Meredith apparaît dans au moins deux ‘’Jazz Club’’ de Claude Carrière, l’un en 1993 avec son époux Eddie Higgins (piano), l’autre le 12 novembre 1987, avec Patrice Caratini : (contrebasse) :
On ne présente plus Frédéric Loiseau, guitariste recherché, au jeu subtil, formé au Guitar Institute of Technology de Los Angeles, au contact de guitaristes historiques, Joe Pass, Joe Diorio (rien moins !) …
Avant son retour dans l’hexagone à la fin des années 80 où, à côté d’une intense activité pédagogique (il enseigne au Centre des Musiques Didier Lockwood, dans plusieurs conservatoires et anime des stages d’initiation au jazz pour musiciens classiques) il peaufine ses compagnonnages avec une pléthore de musiciens classiques et de jazz : Dave Liebman, John Abercrombie, Carl Schroeder, le collectif PEE BEE, Claude Carrière, Benoit Sourisse et André Charlier, Sheila Jordan, Natalie Dessay, Laurent Naouri, Guillaume de Chassy, Thomas Savy, Bob Dorough, Sara Lazarus, Daniel Yvinec, Emmanuel Bex, Giovanni Mirabassi …
La liste est trop longue de ceux qui ont identifié et adopté le son unique de ‘’Fred l’Oiseau’’, son élégance, sa présence en même temps que sa discrétion, à l’origine de cette petite sensation d’amputation, ressentie la dernière note éteinte… Addictif !
Que vous dire de plus, sinon que tous deux ont communiqué régulièrement par-dessus l’Atlantique jusqu’à élaborer ce projet autour d’un répertoire associant composition originale « Beaucoup Kisses », quelques pépites du Great American Songbook, (Irving Berlin, Richard Rogers), de Duke Ellington (clin d’œil à Claude), Bill Evans, Joe Zawinul…
Le tout fut enregistré au coin du feu, au domicile bostonien de Meredith, avec l’accompagnement précieux du pianiste Paul McWilliams et l’assistance de François Zalacain, producteur historique de Meredith et ami de Claude Carrière : un sommet de sensibilité vocale et instrumentale.
… Indispensable !!!
PS/Les hasards de l’édition font que l’album parait le jour anniversaire de la naissance de Claude (14 mars 1939) … c’était inéluctable !
Musiciens :
Meredith d’Ambrosio : voix
Frédéric Loiseau : guitare
Paul S McWilliams : piano
Midnight Mood est une production du label Sunnyside Records – parution le 14 mars 2025.
Midnight Mood est un « Hit Couleurs Jazz » en « Selection » sur Couleurs Jazz Radio.
©peinture couv.
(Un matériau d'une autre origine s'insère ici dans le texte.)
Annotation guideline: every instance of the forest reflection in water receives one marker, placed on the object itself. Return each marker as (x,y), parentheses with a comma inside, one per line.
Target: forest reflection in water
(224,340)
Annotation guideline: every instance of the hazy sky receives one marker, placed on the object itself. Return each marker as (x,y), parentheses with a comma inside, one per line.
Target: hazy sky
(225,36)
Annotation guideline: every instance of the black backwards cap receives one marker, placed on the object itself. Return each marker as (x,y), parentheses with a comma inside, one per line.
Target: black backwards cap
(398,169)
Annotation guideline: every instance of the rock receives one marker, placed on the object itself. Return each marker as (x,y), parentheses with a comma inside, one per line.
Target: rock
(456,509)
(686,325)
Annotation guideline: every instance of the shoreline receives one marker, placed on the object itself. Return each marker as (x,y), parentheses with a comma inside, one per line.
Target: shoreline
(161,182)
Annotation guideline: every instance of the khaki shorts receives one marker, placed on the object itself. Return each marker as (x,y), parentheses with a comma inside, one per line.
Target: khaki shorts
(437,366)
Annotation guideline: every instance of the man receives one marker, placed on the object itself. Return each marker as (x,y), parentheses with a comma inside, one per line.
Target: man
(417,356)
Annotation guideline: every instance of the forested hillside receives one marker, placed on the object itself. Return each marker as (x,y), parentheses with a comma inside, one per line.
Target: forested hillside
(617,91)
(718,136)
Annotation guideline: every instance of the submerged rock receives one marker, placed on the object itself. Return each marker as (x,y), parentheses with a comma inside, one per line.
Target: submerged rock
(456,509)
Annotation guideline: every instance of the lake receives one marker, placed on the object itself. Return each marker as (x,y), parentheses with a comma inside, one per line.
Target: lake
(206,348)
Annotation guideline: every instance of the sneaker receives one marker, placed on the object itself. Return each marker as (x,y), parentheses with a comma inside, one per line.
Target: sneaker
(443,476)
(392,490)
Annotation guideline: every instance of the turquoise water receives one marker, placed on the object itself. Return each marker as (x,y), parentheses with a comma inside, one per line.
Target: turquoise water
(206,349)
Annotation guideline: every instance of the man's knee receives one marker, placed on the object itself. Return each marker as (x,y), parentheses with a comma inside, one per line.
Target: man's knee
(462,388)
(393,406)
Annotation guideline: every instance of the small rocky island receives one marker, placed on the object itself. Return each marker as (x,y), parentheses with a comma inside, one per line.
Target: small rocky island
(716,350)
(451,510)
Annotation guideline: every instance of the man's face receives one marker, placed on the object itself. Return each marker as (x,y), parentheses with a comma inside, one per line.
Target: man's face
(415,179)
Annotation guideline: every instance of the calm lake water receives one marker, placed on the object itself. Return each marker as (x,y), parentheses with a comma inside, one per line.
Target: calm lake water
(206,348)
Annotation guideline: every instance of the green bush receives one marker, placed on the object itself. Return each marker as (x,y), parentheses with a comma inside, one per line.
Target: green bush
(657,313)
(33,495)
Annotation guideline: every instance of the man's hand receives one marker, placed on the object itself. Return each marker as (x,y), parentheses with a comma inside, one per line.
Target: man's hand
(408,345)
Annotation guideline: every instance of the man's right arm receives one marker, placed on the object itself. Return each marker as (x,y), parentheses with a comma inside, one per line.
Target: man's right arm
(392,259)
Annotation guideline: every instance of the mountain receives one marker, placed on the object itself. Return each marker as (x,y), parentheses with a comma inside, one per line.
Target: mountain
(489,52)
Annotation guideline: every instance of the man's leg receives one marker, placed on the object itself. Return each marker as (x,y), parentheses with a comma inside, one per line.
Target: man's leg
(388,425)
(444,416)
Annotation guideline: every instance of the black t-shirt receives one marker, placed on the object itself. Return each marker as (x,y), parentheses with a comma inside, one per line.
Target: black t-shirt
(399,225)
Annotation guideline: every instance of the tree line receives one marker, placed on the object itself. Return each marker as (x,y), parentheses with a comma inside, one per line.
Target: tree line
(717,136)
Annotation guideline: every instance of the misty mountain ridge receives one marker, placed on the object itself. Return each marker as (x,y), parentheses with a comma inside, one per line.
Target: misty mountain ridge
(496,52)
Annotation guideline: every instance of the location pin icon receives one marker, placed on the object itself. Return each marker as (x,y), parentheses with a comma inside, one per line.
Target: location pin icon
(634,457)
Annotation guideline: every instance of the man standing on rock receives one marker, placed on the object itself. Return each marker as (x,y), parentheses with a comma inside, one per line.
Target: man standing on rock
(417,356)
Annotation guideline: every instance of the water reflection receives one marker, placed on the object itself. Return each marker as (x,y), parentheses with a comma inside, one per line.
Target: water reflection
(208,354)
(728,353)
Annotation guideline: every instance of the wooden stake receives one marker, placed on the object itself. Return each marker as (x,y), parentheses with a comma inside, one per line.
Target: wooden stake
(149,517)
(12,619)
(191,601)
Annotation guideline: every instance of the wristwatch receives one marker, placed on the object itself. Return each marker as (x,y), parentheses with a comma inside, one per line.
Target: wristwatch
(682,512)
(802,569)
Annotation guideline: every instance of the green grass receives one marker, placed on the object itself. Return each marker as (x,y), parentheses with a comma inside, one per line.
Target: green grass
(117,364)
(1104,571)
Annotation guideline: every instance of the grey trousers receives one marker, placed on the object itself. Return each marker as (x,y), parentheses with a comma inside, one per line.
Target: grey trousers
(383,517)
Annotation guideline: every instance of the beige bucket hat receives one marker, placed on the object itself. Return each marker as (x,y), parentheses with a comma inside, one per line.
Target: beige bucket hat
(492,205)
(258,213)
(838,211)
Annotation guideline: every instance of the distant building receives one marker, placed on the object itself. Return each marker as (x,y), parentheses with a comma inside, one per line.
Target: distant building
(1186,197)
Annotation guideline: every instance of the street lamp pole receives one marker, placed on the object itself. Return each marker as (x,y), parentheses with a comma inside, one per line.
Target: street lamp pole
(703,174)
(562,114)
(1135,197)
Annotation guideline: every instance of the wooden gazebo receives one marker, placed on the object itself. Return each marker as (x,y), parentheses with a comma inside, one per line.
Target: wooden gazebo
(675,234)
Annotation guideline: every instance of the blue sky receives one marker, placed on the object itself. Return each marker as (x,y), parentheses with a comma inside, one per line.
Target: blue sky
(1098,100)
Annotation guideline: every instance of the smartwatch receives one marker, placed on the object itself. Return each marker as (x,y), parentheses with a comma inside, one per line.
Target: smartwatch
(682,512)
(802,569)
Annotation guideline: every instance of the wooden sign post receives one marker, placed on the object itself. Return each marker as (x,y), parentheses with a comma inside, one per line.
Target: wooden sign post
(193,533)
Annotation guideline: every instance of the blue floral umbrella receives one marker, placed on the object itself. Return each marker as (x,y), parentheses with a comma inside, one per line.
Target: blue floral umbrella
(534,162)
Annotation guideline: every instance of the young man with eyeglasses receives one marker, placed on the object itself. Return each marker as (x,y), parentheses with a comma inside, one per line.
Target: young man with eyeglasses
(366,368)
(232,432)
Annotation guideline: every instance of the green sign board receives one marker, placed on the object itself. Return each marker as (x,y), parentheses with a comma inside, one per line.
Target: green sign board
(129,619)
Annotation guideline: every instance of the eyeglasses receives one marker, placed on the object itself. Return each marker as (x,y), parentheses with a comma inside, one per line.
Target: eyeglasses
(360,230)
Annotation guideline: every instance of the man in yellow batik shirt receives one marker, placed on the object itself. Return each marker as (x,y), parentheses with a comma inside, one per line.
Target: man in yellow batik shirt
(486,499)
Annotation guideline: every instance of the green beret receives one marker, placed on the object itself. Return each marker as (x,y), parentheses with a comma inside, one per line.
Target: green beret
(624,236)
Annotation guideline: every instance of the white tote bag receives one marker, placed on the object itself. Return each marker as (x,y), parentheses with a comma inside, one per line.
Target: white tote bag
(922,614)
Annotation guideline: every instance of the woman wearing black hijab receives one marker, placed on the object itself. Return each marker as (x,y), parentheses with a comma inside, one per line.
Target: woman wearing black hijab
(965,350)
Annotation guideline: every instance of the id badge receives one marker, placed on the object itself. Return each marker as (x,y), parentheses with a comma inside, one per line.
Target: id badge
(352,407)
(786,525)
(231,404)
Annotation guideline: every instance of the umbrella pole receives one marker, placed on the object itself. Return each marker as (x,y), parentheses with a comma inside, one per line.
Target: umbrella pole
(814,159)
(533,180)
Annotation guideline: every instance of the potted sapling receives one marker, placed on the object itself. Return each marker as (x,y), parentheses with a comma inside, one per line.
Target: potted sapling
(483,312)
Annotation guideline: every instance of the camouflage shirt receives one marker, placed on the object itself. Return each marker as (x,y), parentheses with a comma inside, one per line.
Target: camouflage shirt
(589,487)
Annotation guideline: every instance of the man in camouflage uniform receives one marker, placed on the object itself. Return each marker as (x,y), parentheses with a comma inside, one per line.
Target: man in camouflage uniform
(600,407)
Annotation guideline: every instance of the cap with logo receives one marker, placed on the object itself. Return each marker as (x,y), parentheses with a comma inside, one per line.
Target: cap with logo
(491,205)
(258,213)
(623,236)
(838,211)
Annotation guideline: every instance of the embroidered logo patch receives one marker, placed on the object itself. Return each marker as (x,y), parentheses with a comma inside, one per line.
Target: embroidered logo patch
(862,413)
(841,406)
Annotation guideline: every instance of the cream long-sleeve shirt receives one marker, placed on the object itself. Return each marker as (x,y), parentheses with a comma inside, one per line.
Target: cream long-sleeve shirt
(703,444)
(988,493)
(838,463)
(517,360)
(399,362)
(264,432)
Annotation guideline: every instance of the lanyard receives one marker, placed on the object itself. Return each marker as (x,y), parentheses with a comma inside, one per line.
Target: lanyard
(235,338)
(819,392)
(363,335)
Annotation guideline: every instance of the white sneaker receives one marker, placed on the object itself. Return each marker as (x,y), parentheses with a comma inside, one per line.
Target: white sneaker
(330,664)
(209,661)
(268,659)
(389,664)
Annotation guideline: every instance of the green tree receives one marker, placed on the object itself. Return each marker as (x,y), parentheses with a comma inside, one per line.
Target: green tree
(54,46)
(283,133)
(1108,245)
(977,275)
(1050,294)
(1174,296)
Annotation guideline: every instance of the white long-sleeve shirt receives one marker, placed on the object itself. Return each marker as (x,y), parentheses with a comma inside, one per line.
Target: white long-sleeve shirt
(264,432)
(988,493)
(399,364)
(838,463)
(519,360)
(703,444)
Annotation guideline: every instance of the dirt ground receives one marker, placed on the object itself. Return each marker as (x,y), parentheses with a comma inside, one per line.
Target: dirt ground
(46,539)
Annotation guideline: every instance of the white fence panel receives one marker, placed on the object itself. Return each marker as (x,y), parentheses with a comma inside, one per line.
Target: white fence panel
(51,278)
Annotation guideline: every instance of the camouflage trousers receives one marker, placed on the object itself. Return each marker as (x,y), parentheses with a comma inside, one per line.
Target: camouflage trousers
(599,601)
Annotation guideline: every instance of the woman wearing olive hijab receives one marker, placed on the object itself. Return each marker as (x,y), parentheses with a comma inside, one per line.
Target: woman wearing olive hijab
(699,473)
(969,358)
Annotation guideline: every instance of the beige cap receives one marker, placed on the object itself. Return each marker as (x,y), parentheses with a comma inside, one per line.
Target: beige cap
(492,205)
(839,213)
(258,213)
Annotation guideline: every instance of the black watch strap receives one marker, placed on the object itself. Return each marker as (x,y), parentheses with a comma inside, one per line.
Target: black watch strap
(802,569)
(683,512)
Meredith d’Ambrosio.
Quelques références discographiques suggérées par Frédéric Loiseau :
« Red Shoes » avec Carl Schroeder (2007).
Avec Benoit Sourisse (orgue) et André Charlier (batterie), « Smile » (2014), ’’ D’Instant en Instant’’(2022).
Avec le Chamber Jazz Quintet de Claude Carrière (piano),
« Looking Back » (2010) et « For All We Know » (2013).
En duo avec Laurent Naouri « En Sourdine » (2020).